Bahnverkehr RHEINPFALZ Plus Artikel Lokführergewerkschaft GDL droht für März mit Streiks

GDL-Chef Claus Weselsky will die EVG aus ihrer Rolle als größte Eisenbahnergewerkschaft verdrängen. Die GDL hat derzeit 34.0000
GDL-Chef Claus Weselsky will die EVG aus ihrer Rolle als größte Eisenbahnergewerkschaft verdrängen. Die GDL hat derzeit 34.0000 Mitglieder, die EVG rund 185.000.

Die Lokführergewerkschaft GDL will die größte Eisenbahnergewerkschaft Deutschlands werden und die bisherige Mehrheitsgewerkschaft EVG in dieser Rolle „in allen systemrelevanten Bereichen der Eisenbahn in Deutschland“ verdrängen. Für die Zeit ab März droht die GDL mit Streiks bei der Deutschen Bahn (DB).

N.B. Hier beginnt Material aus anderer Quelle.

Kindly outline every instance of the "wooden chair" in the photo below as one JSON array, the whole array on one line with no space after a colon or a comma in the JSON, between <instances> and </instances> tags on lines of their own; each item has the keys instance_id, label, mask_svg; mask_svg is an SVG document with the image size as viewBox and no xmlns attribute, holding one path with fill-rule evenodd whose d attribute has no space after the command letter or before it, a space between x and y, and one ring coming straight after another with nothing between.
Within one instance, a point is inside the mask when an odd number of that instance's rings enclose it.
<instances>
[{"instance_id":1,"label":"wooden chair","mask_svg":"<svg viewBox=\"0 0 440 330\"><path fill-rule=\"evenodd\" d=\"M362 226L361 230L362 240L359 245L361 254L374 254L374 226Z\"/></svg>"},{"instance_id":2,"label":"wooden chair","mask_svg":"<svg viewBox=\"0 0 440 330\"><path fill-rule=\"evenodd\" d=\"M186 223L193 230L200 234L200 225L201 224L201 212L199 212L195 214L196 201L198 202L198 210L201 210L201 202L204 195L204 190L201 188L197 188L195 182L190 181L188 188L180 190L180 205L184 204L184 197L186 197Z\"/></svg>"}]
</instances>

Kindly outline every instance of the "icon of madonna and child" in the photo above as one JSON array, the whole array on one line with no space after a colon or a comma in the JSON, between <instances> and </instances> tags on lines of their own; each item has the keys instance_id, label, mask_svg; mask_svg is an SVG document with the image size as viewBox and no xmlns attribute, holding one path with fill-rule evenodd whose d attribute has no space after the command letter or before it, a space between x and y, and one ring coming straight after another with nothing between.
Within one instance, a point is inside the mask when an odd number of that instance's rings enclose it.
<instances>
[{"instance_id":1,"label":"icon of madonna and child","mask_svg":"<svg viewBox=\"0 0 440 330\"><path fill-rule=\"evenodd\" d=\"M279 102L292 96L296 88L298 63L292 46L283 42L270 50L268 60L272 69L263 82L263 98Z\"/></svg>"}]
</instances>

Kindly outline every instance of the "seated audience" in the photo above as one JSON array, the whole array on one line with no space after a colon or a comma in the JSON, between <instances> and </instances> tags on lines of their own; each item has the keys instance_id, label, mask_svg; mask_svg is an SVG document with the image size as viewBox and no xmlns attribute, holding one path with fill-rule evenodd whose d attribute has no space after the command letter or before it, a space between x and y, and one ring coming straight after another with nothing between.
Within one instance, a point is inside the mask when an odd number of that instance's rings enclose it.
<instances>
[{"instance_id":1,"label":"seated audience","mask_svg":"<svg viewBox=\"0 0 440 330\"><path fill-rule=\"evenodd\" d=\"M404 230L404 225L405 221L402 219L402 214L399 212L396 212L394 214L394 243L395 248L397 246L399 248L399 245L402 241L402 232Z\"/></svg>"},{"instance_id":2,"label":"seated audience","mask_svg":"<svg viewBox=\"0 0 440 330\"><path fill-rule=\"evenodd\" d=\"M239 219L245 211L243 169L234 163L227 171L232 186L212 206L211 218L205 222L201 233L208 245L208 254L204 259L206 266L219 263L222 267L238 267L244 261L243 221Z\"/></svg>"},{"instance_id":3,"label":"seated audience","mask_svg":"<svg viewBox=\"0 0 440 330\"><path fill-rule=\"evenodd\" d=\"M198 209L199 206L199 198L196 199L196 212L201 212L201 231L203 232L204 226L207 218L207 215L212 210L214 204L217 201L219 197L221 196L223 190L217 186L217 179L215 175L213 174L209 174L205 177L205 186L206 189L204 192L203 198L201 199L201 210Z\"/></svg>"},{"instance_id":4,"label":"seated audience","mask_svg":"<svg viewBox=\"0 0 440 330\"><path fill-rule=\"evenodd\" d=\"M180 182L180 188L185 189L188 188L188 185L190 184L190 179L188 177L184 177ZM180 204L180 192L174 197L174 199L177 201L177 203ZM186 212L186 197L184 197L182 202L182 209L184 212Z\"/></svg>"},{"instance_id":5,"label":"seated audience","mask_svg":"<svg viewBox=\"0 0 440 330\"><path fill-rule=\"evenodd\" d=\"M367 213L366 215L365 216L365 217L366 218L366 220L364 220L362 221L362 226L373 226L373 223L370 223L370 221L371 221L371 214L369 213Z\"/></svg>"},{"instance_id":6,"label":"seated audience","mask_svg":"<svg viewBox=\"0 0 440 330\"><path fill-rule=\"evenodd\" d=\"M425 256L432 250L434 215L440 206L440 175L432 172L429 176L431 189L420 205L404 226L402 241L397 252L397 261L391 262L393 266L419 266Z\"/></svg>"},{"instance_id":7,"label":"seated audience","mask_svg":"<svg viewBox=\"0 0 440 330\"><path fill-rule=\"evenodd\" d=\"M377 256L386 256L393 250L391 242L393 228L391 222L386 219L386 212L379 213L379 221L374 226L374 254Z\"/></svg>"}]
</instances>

Bisher hat die GDL eine Mehrheit nur bei den Lokführern, außerdem erhob sie bisher schon den Anspruch, auch die Zugbegleiter zu vertreten, von denen nur eine Minderheit bei der GDL organisiert ist. Vor allem dieser Streitpunkt führte in den Jahren 2014 und 2015 zum längsten Tarifkonflikt in der DB-Geschichte mit wiederholten Streiks, die der DB schwer geschadet haben. Vor allem die Güterverkehrssparte DB Cargo hat sich seitdem von dem in den Jahren 2014/15 angerichteten Schaden nie richtig erholt. Für 2021 könnte nun ein ähnliches Szenario drohen.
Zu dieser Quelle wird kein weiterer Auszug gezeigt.